Nana Adjoa Adobea Asante is a former acting director of the National Folklore Board and was at that time one of the youngest government agency heads in Ghana.

== Education ==
Asante studied law at the Kwame Nkrumah University of Science and Technology and proceeded to obtain her professional law degree at the Ghana School of Law. She has certificates in Sustainable dispute resolution and International anti-corruption from the University of Milan. She is currently pursuing a master's degree in Gender, Peace and Security at the Kofi Annan International Peacekeeping Centre, Accra.

== Career ==
Asante is a lawyer, with expertise in the areas of commercial litigation, corporate governance and intellectual property. She is the Founding Director of The Social Bridge, an NGO which seeks to empower women and children living on the streets through education and as well as projects to improve their livelihood.

Asante has worked with laws firms both in Ghana and abroad including Scarlet Macaw Legal Practitioners, JLD & MB Legal Consultancy, and secondment to Fresh Fields Bruckhaus Derringer and NCTM Milan.

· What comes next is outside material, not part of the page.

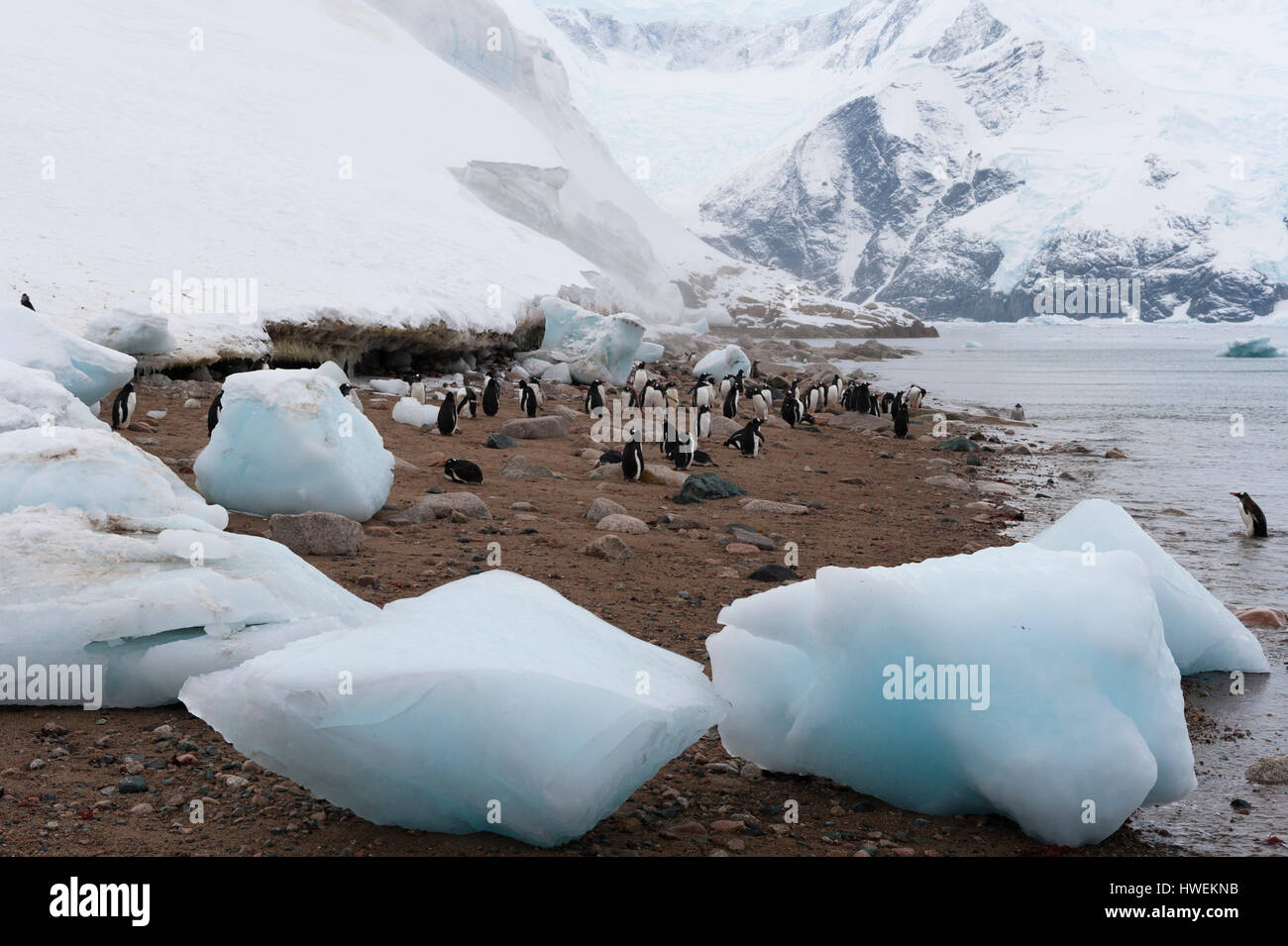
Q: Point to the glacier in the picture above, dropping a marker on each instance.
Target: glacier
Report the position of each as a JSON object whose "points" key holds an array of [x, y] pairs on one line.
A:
{"points": [[288, 442], [1010, 680], [487, 704], [1201, 631]]}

In 2017, she was one of two female lawyers selected by the Association of Law Firms in Italy to participate in a six-month professional development program, where she took courses in Sustainable Dispute Resolution and Sustainable Development & International Anti- Corruption.

Asante has also represented Ghana at the WIPO Intergovernmental meeting on traditional knowledge and traditional cultural expressions (folklore). Under her leadership, the National Folklore Board (NFB) has helped to the promote and protect Ghanaian folklore. In 2019, for the first time, Ghana celebrated the World Folklore Day, marking it with a three-day programme. As part of the plan to introduce Ghanaian folklore to the youth, the NFB also launched its folklore clubs in 2019.

Adjoa is a member of the Heritage Fund Committee.

== Achievements ==
Instrumental in the set-up of Creative Arts Rights Court and assisted in drafting a Memorandum to Creative Arts Bill.

Facilitation of UNESCO Needs Assessment of Ghana's Intangible Cultural Heritage Project

Secured NFB to be the focal institution for 2003 UNESCO Convention

Identifying/ licensing commercial users of Ghana's folklore

Establishment of Folklore Clubs in selected basic schools

Protection of Ghana's folklore from improper use (including correspondence with Marvel Studios on use of Kente and Adinkra symbols in the film Black Panther.)

Institution of the celebration of World Folklore Day in Ghana.